Survivors & Community Members Commemorating Gatumba Massacre
- Fiston Mututsi

- Aug 28
- 4 min read
Two weeks ago, our community gathered to remember something very hard, something many wish could be erased, but which must never be forgotten. On August 13, 2004, in a place called Gatumba, the world witnessed a horror that still lives in the hearts of many survivors. And here, in Concord, some of those survivors are our neighbors.
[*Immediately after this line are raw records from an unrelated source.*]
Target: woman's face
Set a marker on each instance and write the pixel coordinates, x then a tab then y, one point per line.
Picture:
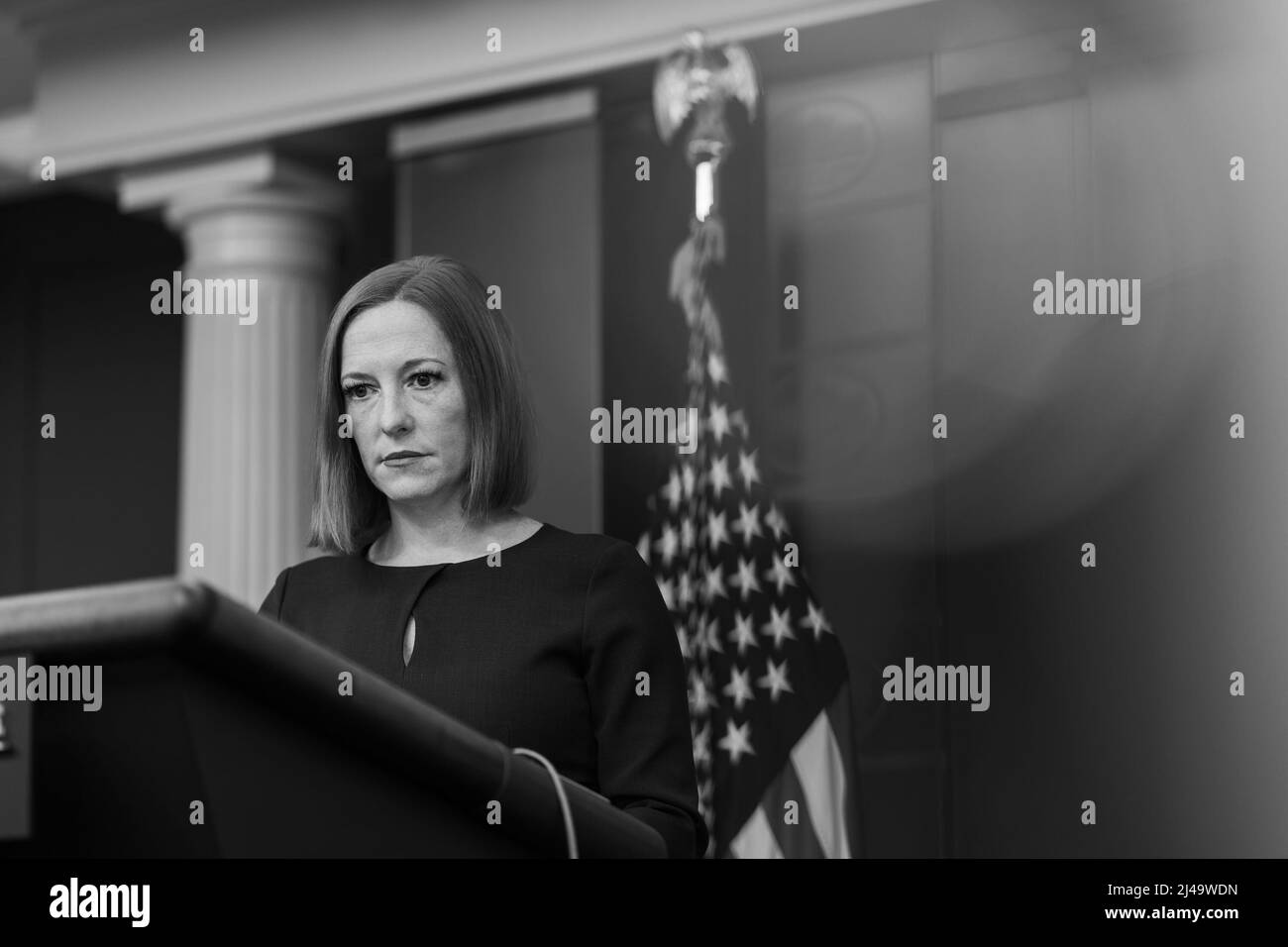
402	390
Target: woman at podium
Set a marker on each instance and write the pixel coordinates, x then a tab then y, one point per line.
536	637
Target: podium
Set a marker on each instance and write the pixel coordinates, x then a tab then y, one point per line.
223	733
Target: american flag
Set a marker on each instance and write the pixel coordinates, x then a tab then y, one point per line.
769	690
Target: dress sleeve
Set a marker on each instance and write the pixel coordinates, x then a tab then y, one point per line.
644	741
271	604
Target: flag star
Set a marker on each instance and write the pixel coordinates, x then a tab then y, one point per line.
716	368
778	626
687	478
684	592
776	681
739	688
671	491
747	468
699	697
688	535
664	585
719	475
719	420
747	522
746	579
695	371
742	633
666	544
737	741
713	583
780	575
776	522
717	531
815	621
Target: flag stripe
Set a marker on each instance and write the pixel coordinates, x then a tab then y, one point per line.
840	714
818	758
756	839
797	840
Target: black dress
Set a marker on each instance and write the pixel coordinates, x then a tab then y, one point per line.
541	651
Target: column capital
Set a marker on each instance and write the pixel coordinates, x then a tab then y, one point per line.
256	179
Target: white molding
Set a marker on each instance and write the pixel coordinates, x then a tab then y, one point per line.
73	125
410	140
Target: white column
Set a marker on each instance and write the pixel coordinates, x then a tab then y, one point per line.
249	380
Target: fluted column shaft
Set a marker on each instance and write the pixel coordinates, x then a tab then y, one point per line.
249	382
They go to school with us, work beside us, and sit quietly in our gatherings. Yet many do not know their story. To truly build an inclusive community, we cannot only celebrate together. We must also learn the pain that others carry, the history that shaped their journey, and the scars that still live in their lives.
Gatumba was not a battlefield. It was not a place where armies fought. It was a refugee camp, protected by the United Nations. Families who had escaped the long war in Congo came there believing it was a safe place. Mothers tucked their children into bed, fathers prayed for tomorrow, and children fell asleep believing they were protected. But safety never came. That night, men came into the camp. They sang gospel songs, songs of faith that the Banyamulenge people loved. Those songs were meant to trick and mock. Behind the voices were weapons, guns, grenades, machetes, and cans of fuel. They were not searching for soldiers. They were looking for families. They were looking for identity.
The attackers poured fuel over the tents and set them on fire. People woke up to flames all around them. They ran, but bullets met them at the edge of the camp. Some survivors tell of seeing parents running with their children, their clothes burning, their skin in flames, only to be shot before they could make another step. A mother remembers holding her young son as he bled to death in her arms. Another person remembers seeing a man burning against a tree until his body collapsed. These are not the details of war. These are the memories of genocide. By morning, 166 Banyamulenge refugees were killed. More than 100 were left wounded. The camp was ashes, and a whole community was changed forever.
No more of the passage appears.